Amid the ongoing uncertainty in the global equity market, Gopkumar believes that investors should focus on asset allocation and use this volatility to build long-term positions in quality large and midcap stocks as they become attractive after the recent correction and provide a good entry point.

The 30-share Sensex has plunged nearly 18 per cent to 52,842.75 on March 7, 2022 from its all-time high scaled in October last year. Likewise, the BSE Midcap has also dropped nearly 19 per cent from its lifetime high.

Gopkumar said, “Selected value stocks under metals, commodities and BFSI space are well-placed to deliver superior performance, particularly when we factor in the recent correction in the market.”

When will FIIs turn buyers again?

Sustained selling by foreign institutional investors (FIIs) and elevated crude oil have also weighed market sentiment since October. They have offloaded shares worth over Rs 1.29 lakh crore between October 1, 2021-March 7, 2022.

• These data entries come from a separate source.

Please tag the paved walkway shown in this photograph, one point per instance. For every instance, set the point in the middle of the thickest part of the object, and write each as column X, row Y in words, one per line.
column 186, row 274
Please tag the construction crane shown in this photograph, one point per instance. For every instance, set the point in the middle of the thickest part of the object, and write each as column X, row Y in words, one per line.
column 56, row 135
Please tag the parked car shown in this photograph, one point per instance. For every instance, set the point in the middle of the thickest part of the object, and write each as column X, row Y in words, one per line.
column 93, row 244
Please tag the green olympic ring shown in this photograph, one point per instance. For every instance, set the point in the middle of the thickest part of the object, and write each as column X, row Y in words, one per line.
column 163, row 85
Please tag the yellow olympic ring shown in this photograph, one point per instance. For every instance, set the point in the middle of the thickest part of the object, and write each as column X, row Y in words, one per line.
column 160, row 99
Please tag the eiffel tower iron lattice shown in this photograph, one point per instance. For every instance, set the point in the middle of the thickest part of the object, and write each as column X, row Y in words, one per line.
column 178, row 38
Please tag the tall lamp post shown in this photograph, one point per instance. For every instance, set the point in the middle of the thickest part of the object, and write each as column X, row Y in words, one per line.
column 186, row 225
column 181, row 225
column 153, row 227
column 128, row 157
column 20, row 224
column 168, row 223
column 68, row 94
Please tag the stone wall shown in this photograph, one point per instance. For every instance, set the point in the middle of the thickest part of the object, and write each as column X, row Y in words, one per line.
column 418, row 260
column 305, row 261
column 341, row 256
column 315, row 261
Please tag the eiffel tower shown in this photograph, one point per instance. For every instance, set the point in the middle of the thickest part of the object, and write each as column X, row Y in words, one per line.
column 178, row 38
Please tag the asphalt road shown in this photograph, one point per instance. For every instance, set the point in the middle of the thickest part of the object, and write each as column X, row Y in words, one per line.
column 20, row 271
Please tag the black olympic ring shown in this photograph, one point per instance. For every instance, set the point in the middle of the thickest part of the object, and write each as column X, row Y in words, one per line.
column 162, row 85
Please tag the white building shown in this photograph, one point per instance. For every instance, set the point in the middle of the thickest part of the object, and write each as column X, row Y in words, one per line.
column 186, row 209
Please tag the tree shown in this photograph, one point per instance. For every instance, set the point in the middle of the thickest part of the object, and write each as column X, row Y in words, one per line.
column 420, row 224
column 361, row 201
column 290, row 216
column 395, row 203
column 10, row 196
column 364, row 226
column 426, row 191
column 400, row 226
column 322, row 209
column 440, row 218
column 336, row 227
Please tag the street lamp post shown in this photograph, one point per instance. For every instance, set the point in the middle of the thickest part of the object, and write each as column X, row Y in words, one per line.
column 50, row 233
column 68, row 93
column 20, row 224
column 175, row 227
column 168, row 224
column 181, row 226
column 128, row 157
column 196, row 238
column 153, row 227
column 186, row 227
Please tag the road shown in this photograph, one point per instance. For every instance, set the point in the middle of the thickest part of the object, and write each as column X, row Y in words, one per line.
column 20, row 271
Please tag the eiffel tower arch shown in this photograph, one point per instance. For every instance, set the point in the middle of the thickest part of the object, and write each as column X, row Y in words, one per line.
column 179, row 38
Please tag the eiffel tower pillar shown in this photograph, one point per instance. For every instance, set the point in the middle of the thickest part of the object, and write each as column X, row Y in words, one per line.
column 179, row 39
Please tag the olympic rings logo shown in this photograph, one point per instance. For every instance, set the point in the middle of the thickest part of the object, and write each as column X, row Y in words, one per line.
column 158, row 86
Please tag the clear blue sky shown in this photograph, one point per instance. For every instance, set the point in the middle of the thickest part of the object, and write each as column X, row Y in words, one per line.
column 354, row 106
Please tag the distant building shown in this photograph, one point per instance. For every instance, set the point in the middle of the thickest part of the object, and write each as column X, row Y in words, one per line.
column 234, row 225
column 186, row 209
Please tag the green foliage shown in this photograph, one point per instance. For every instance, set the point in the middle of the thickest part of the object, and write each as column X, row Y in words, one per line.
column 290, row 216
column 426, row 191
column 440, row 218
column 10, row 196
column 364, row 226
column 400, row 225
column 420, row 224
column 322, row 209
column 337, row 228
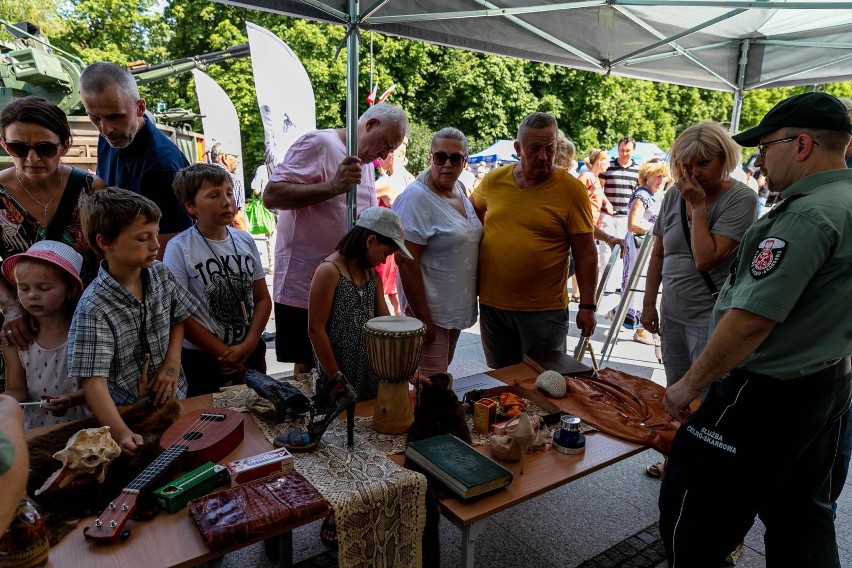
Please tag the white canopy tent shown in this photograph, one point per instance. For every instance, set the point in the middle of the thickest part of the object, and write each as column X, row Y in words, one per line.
column 500, row 151
column 727, row 45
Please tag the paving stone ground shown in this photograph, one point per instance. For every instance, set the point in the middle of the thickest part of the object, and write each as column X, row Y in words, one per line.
column 641, row 550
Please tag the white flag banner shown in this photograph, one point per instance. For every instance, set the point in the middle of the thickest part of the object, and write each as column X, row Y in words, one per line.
column 219, row 118
column 284, row 93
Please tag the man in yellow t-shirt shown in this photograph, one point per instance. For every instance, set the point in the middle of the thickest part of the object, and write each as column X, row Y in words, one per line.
column 534, row 214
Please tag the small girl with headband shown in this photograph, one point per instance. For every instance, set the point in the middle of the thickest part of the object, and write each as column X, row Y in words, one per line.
column 47, row 279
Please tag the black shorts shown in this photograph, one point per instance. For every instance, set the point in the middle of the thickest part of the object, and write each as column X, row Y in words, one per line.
column 292, row 344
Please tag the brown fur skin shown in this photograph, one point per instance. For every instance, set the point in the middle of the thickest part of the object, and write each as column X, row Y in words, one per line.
column 63, row 509
column 438, row 413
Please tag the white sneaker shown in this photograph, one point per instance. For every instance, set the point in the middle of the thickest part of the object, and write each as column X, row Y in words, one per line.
column 642, row 336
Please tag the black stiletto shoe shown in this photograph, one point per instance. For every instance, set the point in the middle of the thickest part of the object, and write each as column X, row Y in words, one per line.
column 337, row 396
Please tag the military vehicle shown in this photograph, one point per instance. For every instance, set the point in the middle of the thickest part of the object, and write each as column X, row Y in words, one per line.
column 30, row 65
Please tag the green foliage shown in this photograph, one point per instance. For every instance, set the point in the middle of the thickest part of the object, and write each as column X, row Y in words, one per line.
column 485, row 96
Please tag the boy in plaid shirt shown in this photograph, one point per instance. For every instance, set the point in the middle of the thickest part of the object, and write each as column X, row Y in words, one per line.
column 126, row 334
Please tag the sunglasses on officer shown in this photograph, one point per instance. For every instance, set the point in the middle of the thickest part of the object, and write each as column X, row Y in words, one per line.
column 42, row 149
column 440, row 158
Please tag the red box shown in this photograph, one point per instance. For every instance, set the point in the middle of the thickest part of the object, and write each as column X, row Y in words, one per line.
column 254, row 467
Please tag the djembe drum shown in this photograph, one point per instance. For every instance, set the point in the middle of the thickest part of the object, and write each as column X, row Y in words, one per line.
column 394, row 344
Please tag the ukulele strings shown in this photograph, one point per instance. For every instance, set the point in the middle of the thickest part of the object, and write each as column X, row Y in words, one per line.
column 201, row 425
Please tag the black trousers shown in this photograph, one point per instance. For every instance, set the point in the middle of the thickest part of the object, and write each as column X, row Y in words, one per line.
column 757, row 446
column 203, row 375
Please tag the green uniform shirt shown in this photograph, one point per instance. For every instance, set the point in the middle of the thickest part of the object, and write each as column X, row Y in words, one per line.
column 794, row 266
column 7, row 454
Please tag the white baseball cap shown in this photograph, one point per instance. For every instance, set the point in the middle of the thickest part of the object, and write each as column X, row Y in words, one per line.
column 53, row 252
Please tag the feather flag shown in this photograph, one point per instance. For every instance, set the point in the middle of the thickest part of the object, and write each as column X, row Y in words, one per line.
column 219, row 117
column 386, row 94
column 284, row 93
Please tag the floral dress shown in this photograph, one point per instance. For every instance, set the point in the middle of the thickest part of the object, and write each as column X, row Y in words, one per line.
column 19, row 230
column 652, row 203
column 350, row 310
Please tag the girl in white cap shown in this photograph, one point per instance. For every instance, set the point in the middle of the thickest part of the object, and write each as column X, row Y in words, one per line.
column 47, row 280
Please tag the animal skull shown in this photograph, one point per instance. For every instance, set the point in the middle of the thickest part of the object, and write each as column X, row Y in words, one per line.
column 86, row 456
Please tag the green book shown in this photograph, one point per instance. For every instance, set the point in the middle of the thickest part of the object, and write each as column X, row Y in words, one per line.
column 464, row 471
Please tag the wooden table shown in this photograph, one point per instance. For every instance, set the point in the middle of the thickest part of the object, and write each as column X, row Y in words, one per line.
column 174, row 540
column 168, row 540
column 543, row 471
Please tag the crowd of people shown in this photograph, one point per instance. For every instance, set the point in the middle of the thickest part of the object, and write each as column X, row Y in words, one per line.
column 93, row 320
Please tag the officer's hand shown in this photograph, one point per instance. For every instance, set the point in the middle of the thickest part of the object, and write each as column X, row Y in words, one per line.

He thinks that FII flows in the emerging market will continue to be volatile till the US Fed announces the exact timeline of the rate hike. Most emerging markets are likely to see currency depreciation in the short term.

“Once we enter into a rate hike cycle (as the market knows the exact number of hikes in 2022 and the timeline for the same), the overall fiscal deficit and growth phenomenon will play out. FII will regain confidence in the emerging market, especially India, as robust earnings growth and economic recovery will playout for the remaining 2022,” Gopkumar said, adding the rise in crude prices could also delay the cool-off in inflation in the domestic market, which many expected to be moderate in the second half of 2022.

Market outlook

However, he continues to hold a positive long-term view on the domestic equity market. “The overall boost in the Union Budget 2022-23 expenditure will help deliver broad-based growth in FY23. Cumulative and rolling net profit of NSE 500 universe for the last four quarters touching an all-time high (crossed Rs 9 lakh crore in Q3FY22) is a key positive for the market. We expect Nifty may still hit 20,200 by December 2022,” Gopkumar said. The NSE Nifty index closed at 15,863.15 on March 7, 2022.